If Eddie Munson’s character in the new season of “Stranger Things” sounds familiar to true crime fans, there’s a reason why. He is based on a key character in the infamous West Memphis Three affair.
In the fourth season of the popular series, which released last week, viewers were introduced to the metal-loving character played by actor Joseph Quinn.
Munson is a social outcast, drug dealer, and leader of the Hellfire Club, a group for Dungeons & Dragons fans. The first episode opens with him mocking reports that corny roleplaying leads to Satanism and even murder.
Soon, Munson himself is charged with murder.
Matt and Ross Duffer, who created the series, recently said in an interview that Munson is based on Damien Echols, who was controversially convicted, along with two friends, in the 1993 murders of three 8-year-old boys in West Memphis, Arkansas.
The Duffer Brothers said “something we really wanted to get into this year was the satanic panic.”
“So that brought us back to the lost paradise documentary series with [West] Memphis Three, and that brought us back to Damien Echols,” Ross said. “We really wanted this character who’s a metalhead, he’s in Dungeons & Dragons, he’s ultimately a real nerd at heart. But from an outsider’s perspective, they can say, ‘He’s somebody. one that’s scary. So that’s really where Eddie’s idea came from.
Photo: Getty images; netflix
The documentary series “Paradise Lost”, directed by Joe Berlinger and Bruce Sinofsky, explored the case. Three boys – Steve “Stevie” Branch, Christopher Byers and Michael Moore – were discovered murdered in a ditch in West Memphis, Arkansas on May 6, 1993. Damien Echols, then 18, Jason Baldwin, then 16, and Jessie Misskelley, then 17, was identified as a suspect and arrested; all three were convicted the following year. Misskelley and Baldwin received life sentences, but Echols was sentenced to death.
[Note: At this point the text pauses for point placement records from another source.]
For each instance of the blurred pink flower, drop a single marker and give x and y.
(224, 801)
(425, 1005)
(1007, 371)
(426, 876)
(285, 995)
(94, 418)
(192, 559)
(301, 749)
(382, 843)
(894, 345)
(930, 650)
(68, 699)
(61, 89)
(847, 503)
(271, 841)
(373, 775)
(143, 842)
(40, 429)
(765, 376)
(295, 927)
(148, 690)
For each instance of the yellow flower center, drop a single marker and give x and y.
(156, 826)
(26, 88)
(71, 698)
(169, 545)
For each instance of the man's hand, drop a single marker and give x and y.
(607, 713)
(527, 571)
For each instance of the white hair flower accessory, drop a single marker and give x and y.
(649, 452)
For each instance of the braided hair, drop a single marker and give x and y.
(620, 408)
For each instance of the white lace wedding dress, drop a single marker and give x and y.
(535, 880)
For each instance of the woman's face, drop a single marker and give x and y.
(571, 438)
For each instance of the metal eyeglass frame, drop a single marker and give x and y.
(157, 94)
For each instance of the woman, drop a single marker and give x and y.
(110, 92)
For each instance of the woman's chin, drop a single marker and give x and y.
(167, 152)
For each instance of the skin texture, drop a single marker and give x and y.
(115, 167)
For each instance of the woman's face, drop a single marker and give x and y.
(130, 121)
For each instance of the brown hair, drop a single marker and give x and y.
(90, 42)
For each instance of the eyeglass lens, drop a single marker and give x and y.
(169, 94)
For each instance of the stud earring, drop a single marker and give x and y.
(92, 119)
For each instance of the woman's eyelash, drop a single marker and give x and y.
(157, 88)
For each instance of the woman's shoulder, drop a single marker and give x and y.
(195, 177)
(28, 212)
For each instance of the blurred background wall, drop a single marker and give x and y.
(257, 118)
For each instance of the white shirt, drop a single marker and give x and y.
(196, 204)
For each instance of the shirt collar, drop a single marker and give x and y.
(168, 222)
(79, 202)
The teenagers were portrayed as social outcasts who loved metal music, and their controversial lawsuit centered on Echols’ interest in paganism and the books of Stephen King. The apparent “satanic panic” (a fear in the 1980s and 1990s that Satanism was rampant in society) element of the case was central to the documentary series, and questions about the teenagers’ beliefs intensified.
New DNA evidence emerged in 2007, casting further doubt on the trio’s guilt, which fueled attempts to have the case retried. After years of legal battles, the Arkansas Supreme Court in 2010 ordered a lower court judge to reconsider the case, particularly whether new DNA evidence might have exonerated the three.
With a new trial seemingly on the horizon, Echols, Baldwin and Misskelley reached a plea deal with prosecutors in 2011. The three men would enter a Alford pleawho allows an accused to maintain his innocence, but recognizes that the prosecution has enough evidence to convict him. The judge hearing the case overturned the previous convictions and ordered a new trial, in which case the three pleaded Alford and were sentenced to time served.
In other words, they were released.
Since his release, Echols has published four books on magic and rituals, one of which is called “High Magick: A Guide to the Spiritual Practices that Saved My Life on Death Row”.
Of the new Echols-based character, Matt Duffer said, “The sad thing about his story is that the people who know him love him, and the people who didn’t judge him horribly. Just because of the way he dresses and just because of his interests.